You’re Hopelessly Awkward at Leaving Voice Mails, So Just Stop

Over the weekend, the New York Times published a story announcing the demise of voice mail, quoting a Vonage spokesperson who said that voicemail use had decreased 8 percent from last October to April of this year. The story positions millennials as being primarily responsible, as the text-preferring generation has little patience for sitting through a long, droning message. 

But there’s another element here: awkwardness. The piece also quotes four-time Moth StorySLAM–winner Kate Greathead, who said, “I’m fine telling a story in front of 400 strangers, but get dry-mouthed when leaving a voice mail.” But it doesn’t delve much into the why factor; what exactly is it that makes leaving a message at the beep so deeply uncomfortable?

In a sense, leaving a voice mail taps into everything we fear about public speaking — with the added discomfort of receiving absolute silence from your audience, said Joshua Clegg, a psychologist at CUNY’s John Jay College of Criminal Justice, in an email. (Clegg has studied social awkwardness.) The spotlight is on you, which can be panic-inducing enough. But in a more traditional public-speaking scenario, at least you get feedback from your audience, which means you get a chance to adapt to that response and potentially recover from any missteps.

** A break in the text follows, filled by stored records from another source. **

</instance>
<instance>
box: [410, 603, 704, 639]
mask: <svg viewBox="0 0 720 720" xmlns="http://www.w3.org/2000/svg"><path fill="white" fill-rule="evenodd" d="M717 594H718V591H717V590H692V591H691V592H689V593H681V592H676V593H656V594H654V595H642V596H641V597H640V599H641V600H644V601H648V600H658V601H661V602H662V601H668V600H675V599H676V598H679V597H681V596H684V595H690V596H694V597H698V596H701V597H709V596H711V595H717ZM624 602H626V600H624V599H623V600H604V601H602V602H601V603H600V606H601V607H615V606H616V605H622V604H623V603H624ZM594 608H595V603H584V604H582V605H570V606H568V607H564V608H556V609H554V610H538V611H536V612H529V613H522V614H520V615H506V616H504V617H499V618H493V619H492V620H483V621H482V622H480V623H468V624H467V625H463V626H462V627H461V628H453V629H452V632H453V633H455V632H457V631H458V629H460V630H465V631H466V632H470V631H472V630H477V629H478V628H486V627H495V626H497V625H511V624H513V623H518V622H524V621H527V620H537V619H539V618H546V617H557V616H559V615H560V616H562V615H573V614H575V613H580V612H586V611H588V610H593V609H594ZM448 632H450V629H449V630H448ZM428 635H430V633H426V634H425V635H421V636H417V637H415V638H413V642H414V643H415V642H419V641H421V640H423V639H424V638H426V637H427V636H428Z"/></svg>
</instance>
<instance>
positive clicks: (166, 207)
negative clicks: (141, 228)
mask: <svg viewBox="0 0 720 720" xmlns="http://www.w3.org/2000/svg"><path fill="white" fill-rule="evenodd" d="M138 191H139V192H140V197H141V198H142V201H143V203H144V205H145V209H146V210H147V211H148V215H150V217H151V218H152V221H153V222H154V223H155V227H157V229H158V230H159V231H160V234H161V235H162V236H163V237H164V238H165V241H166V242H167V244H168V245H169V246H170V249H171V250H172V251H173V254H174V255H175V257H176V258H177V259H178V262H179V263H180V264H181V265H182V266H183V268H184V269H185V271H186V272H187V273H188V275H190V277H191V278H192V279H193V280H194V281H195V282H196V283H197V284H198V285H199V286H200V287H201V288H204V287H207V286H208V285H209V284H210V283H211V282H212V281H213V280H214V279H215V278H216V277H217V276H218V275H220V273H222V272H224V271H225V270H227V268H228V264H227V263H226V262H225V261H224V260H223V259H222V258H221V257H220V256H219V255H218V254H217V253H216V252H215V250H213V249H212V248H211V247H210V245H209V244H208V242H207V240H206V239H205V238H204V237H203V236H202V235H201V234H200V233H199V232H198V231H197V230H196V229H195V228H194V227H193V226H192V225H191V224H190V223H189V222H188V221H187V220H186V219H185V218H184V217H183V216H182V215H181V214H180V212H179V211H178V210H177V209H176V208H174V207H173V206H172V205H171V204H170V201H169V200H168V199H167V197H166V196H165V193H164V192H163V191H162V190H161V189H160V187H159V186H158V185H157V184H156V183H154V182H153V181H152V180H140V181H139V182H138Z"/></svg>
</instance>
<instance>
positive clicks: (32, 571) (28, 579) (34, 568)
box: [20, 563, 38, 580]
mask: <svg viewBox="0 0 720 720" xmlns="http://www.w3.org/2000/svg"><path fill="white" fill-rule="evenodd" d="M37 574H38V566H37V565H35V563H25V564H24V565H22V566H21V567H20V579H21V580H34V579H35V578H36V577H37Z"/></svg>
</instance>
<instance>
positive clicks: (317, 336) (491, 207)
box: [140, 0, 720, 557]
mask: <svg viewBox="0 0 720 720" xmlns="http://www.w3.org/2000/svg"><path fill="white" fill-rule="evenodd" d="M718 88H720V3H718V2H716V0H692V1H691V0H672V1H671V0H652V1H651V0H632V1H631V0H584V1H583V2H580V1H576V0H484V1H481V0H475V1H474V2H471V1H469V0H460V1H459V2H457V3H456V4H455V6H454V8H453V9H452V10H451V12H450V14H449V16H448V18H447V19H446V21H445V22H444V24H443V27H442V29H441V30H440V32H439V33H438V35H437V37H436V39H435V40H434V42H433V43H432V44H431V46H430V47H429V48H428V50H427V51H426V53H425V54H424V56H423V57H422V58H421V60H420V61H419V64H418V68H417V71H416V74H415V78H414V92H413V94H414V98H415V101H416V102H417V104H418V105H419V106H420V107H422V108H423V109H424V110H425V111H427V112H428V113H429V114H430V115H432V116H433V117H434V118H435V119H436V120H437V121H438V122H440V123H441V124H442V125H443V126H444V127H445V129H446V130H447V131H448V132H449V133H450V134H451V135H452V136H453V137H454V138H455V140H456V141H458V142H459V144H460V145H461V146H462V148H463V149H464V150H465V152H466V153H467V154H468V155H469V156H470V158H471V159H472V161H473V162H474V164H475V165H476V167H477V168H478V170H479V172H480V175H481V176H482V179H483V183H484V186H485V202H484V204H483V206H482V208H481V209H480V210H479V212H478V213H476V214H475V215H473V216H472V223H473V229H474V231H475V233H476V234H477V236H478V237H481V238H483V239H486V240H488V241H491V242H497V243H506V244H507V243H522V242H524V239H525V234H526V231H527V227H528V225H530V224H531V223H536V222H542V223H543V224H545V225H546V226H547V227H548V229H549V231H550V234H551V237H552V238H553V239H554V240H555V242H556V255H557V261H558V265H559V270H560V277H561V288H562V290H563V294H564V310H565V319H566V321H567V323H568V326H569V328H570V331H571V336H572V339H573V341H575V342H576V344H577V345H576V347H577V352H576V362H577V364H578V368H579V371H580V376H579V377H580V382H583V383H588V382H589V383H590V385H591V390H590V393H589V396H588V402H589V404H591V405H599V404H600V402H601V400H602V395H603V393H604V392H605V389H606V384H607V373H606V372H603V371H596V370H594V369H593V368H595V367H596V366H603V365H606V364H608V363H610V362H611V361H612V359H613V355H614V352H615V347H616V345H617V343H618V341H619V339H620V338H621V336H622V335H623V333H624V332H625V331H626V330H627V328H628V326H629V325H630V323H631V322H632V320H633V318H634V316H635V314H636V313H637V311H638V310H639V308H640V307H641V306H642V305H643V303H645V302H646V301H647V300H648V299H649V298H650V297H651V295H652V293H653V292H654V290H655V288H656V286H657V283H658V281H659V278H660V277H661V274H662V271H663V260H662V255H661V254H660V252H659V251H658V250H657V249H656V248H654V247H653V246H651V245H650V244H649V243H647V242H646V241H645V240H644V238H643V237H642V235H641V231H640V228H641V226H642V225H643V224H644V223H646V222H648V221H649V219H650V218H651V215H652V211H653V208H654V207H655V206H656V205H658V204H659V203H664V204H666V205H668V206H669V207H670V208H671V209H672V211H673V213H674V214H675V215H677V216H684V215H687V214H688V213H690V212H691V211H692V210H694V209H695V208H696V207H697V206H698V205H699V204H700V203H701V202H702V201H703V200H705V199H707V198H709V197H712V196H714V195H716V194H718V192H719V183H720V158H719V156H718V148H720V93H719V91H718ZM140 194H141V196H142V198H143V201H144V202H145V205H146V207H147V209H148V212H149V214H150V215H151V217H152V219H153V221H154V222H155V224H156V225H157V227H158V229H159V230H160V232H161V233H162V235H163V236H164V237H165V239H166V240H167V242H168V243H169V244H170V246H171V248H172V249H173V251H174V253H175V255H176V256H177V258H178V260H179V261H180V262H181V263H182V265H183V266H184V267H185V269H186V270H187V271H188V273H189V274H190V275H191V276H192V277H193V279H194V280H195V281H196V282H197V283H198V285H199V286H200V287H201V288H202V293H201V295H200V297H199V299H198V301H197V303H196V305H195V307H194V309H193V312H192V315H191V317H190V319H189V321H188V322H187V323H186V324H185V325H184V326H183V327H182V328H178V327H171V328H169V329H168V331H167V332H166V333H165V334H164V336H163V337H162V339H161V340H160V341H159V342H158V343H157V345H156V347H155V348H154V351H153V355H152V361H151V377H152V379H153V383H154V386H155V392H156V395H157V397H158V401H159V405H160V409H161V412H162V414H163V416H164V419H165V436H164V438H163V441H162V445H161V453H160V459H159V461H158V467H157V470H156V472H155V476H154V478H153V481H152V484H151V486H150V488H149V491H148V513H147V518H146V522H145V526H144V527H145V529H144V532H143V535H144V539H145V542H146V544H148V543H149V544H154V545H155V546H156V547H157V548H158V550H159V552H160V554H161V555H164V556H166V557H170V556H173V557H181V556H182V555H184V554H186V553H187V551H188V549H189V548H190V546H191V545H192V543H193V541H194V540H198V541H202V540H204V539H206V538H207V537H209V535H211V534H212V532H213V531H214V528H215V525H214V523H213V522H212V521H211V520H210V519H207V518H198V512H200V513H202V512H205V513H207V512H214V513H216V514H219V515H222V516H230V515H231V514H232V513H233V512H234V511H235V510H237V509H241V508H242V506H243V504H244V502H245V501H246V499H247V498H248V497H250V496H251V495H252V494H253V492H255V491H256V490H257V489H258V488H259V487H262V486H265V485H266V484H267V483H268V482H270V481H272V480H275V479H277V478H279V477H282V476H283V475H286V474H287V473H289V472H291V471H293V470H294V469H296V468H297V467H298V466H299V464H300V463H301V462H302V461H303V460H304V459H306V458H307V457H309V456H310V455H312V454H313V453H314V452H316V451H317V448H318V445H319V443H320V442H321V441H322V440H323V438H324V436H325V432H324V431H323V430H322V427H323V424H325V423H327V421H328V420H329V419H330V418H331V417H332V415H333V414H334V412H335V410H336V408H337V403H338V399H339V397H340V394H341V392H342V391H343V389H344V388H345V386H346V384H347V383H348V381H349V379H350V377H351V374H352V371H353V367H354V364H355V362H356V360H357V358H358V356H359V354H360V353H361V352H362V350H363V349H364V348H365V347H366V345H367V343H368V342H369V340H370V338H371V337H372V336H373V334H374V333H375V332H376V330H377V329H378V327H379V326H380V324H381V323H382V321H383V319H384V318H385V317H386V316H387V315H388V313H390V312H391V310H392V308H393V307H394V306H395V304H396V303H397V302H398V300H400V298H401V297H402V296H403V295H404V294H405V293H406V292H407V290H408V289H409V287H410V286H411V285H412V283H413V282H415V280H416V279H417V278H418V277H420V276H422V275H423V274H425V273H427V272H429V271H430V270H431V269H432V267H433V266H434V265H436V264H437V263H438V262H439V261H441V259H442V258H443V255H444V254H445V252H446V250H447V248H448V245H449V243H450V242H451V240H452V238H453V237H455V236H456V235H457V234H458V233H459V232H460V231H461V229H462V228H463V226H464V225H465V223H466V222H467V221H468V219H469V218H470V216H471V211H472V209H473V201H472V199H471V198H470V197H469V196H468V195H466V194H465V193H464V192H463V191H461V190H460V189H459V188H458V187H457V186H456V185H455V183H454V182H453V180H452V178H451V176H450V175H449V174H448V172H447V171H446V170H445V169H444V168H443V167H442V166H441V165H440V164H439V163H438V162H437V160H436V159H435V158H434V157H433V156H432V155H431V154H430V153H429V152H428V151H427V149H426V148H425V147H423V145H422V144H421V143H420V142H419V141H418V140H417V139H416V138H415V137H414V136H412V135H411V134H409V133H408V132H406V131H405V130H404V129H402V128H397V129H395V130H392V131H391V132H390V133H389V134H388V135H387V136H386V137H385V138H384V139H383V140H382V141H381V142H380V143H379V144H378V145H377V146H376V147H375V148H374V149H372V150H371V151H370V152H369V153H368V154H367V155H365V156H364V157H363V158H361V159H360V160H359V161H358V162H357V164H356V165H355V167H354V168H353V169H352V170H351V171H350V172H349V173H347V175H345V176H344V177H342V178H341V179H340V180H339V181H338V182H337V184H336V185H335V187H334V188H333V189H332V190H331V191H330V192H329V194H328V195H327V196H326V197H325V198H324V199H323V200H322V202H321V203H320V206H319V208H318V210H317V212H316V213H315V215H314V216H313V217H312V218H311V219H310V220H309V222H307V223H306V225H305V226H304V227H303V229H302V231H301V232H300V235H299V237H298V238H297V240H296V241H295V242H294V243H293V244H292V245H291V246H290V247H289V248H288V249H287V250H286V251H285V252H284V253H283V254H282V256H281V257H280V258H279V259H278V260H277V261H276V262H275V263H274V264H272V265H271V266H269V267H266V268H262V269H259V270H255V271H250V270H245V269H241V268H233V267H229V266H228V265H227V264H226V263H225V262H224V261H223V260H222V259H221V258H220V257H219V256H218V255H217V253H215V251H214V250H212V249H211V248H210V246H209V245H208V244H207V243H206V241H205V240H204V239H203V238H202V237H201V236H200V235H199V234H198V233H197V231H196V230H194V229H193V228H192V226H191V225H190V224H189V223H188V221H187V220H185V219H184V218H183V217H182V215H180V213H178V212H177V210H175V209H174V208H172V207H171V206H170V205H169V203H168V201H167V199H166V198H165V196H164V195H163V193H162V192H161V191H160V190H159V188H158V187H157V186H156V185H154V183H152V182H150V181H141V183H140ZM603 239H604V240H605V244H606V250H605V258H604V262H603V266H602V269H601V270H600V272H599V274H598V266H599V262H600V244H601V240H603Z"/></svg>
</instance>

Not so with the voice mail, which Clegg said reminds him of an experiment he did once. He asked participants to engage in an impromptu defense of their opinions on a given topic. They were all alone, and they were being filmed. “It was excruciating for most of them; many of them were sweating, fidgeting, looking at the ground, tongue-tied,” he said. “Some of them even had to quit in the middle because it was too difficult for them.”

I’d love to leave you with some kind of practical, “leave a less-awkward voice mail” type of advice, but in this case, Clegg said, it’s not even worth it. As he phrased it, “Things seem to become less awkward when they are fluid and familiar, but voice mail seems to be on its way out (we can all hope) so there is little point in getting good at it.” There you have it: permission from a scientist to avoid leaving voice mails and await the day when the system dies a natural death.